Thorsten Niemann kann Glück kaum fassen

Foto: Richard Elmerhaus
Endlich Sonne, endlich Wärme.

Balve.  Das neue Königspaar der St.-Sebastian-Schützenbruderschaft Balve, Thorsten Niemann und seine Frau Sabine, präsentiert sich gestern Nachmittag bei Kaiserwetter Hunderten Menschen, die ihnen am Straßenrand auf dem Weg zur Balver Höhle zujubeln. „Lasst uns noch ein geiles Fest feiern. Lasst es krachen“, sagt König Thorsten nach dem Einzug in das größte Schützenfestzelt der Welt, wie die Balver ihren Felsendom gerne nennen.

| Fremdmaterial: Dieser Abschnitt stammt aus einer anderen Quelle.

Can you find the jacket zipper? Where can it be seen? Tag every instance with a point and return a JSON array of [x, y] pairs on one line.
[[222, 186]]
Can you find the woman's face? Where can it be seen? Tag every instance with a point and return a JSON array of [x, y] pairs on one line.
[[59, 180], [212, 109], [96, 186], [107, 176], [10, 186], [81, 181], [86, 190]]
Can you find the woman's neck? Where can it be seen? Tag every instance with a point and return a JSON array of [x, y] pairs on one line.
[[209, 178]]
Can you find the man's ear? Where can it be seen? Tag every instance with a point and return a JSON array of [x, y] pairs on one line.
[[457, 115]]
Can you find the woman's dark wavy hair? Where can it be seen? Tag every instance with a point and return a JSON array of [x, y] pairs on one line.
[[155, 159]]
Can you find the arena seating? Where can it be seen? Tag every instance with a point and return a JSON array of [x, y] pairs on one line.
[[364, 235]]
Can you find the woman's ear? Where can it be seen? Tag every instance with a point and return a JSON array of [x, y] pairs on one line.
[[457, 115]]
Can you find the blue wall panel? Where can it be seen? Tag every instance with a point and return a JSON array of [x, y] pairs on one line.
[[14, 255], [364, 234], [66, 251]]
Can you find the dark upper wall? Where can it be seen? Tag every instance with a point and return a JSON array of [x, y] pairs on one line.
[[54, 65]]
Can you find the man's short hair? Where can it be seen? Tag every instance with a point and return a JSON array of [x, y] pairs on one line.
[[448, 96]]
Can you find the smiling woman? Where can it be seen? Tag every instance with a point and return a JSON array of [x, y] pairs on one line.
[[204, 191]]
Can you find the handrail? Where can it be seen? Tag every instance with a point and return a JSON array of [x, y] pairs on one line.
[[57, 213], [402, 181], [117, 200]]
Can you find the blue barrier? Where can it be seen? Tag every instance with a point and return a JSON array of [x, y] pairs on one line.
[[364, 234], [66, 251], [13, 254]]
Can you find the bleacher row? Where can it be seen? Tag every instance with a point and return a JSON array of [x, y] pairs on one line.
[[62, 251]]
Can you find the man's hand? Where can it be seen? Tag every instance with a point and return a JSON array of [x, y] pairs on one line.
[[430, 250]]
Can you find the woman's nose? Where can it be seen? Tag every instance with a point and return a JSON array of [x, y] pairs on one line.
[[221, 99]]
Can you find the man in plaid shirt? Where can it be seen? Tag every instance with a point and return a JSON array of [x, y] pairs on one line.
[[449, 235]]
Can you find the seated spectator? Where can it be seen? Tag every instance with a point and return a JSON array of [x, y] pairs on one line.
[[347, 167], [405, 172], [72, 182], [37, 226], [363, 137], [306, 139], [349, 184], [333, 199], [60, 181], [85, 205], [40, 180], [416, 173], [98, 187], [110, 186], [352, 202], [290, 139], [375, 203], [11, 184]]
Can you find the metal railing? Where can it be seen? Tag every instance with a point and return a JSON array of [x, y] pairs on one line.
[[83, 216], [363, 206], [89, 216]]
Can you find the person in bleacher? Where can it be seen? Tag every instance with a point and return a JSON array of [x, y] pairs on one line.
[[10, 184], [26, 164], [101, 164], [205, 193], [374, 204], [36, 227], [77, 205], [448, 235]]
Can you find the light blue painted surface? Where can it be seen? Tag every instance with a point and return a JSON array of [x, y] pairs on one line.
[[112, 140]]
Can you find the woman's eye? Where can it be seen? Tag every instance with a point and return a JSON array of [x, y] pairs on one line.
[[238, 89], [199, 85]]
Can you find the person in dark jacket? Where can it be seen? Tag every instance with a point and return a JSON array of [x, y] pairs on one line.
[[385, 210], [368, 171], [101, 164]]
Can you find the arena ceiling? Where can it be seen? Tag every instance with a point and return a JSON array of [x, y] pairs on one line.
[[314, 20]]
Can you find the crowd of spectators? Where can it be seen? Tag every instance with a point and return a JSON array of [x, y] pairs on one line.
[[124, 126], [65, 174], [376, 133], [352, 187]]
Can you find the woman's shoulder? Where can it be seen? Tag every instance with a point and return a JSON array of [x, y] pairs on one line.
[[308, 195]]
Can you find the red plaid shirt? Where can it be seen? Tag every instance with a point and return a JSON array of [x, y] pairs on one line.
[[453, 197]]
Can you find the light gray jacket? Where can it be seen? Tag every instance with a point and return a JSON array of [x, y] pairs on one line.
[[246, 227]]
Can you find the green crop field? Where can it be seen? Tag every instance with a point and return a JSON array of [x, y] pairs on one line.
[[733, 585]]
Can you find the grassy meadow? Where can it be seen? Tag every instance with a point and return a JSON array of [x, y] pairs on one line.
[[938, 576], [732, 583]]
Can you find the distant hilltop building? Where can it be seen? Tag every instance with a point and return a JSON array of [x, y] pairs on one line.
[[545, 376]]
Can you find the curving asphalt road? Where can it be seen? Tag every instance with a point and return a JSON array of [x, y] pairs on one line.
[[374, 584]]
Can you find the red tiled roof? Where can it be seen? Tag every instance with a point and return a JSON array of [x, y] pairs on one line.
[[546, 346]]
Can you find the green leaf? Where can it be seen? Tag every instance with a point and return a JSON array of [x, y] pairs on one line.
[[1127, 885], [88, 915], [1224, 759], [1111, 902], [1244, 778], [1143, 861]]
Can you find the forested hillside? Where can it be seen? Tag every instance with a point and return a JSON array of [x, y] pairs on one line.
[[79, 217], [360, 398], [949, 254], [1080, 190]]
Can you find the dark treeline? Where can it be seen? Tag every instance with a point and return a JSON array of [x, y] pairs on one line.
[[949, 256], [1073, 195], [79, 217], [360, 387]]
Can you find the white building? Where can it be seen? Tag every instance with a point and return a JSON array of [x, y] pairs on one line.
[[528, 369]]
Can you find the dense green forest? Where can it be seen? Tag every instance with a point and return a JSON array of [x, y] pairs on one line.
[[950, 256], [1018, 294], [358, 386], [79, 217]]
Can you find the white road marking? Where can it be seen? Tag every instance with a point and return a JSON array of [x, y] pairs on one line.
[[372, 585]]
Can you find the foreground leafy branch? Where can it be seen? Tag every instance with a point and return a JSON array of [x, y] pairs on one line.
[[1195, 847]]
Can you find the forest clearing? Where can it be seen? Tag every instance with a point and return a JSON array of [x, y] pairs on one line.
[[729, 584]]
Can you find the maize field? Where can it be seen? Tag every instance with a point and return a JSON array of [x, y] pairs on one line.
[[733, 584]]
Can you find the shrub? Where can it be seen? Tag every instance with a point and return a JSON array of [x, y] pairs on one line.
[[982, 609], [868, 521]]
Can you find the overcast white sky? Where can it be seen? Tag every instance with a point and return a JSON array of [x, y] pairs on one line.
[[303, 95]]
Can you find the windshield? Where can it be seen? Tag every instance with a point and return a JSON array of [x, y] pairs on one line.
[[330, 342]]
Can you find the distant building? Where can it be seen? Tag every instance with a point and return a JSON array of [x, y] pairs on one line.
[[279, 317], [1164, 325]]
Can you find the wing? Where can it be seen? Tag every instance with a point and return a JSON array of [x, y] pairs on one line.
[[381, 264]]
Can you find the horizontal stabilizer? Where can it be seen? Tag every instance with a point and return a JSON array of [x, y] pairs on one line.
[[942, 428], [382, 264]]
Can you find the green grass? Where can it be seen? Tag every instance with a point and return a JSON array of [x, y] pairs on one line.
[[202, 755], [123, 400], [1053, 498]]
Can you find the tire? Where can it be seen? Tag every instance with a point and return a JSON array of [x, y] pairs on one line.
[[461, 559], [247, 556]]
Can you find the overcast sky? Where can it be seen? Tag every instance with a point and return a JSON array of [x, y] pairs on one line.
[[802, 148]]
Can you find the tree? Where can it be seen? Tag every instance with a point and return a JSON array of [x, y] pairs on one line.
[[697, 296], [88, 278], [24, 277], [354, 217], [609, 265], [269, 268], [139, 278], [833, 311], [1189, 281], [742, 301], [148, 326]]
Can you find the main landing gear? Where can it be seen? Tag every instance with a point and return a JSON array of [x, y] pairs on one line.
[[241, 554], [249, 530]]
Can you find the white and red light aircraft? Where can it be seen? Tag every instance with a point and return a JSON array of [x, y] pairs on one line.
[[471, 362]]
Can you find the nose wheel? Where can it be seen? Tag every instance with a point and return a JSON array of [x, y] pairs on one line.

Schon am Morgen scheint die Sonne, und ehe die Schützen und der Musikverein Balve den Vogelhochstand „Grüne Aue“ erreichen, weiß Schießmeister Stephan Honert, wem sie das schöne Wetter zu verdanken haben. „In den vergangenen Jahren habe ich immer mit Diakon Josef Hültenschmidt (+) hier gestanden. Er hat den Balvern heute die Sonne geschenkt.“

Die Ehrenschüsse geben der zu dem Zeitpunkt noch amtierende König Markus Niehoff, der Kommissarische Vorsitzende Wilfried Schweitzer, Oberst Andreas Fritz, Bürgermeister Hubertus Mühling und Andreas Schulte ab. Der Pfarrer, schon beim Schießen in Affeln ein heißer Königskandidat, steht auch in Balve bis zuletzt unter der Vogelstange und bringt den von Konrad Betten und Stephan Honert gebauten Aar gewaltig ins Wanken. „Wenn er fällt, dann fällt er halt.“

Ernst ist es auch Heinz Friedriszik („Ich schieße bis zum Schluss. Wenn der Vogel runterfällt, ist gut“), Wilhelm Rademacher, Uwe Isenberg, Dorian Krumrei, Stefan Hoppe und Thorsten Niemann. Letzterer trifft immer wieder ins Schwarze. Niemann holt Apfel und Zepter zu Boden und zählt auch in der heißen Phase des Vogelschießens zu den treffsichersten Schützen.

Lauter Jubelschrei

Mit dem 149. Schuss passiert es. Thorsten Niemann, in der 1. Kompanie und Fußballer der SG Balve/Garbeck, schießt den zählen Vogel endgültig ab. Es folgt ein lauter Jubelschrei, dann muss er – den Tränen nahe – ganz tief durchatmen. „Mir fehlen jetzt im ersten Moment die Worte“, stammelt er, ehe der 46-jährige Werkzeugmacher seine Söhne Louis (13) und Luca (19) sowie seine Frau und Königin Sabine in die Arme schließt. „Im Moment habe ich noch gemischte Gefühle. Ich bin mir aber sicher, dass wir ein sehr schönes Schützenfest feiern werden“, sagt sie vor der Proklamation im Felsendom.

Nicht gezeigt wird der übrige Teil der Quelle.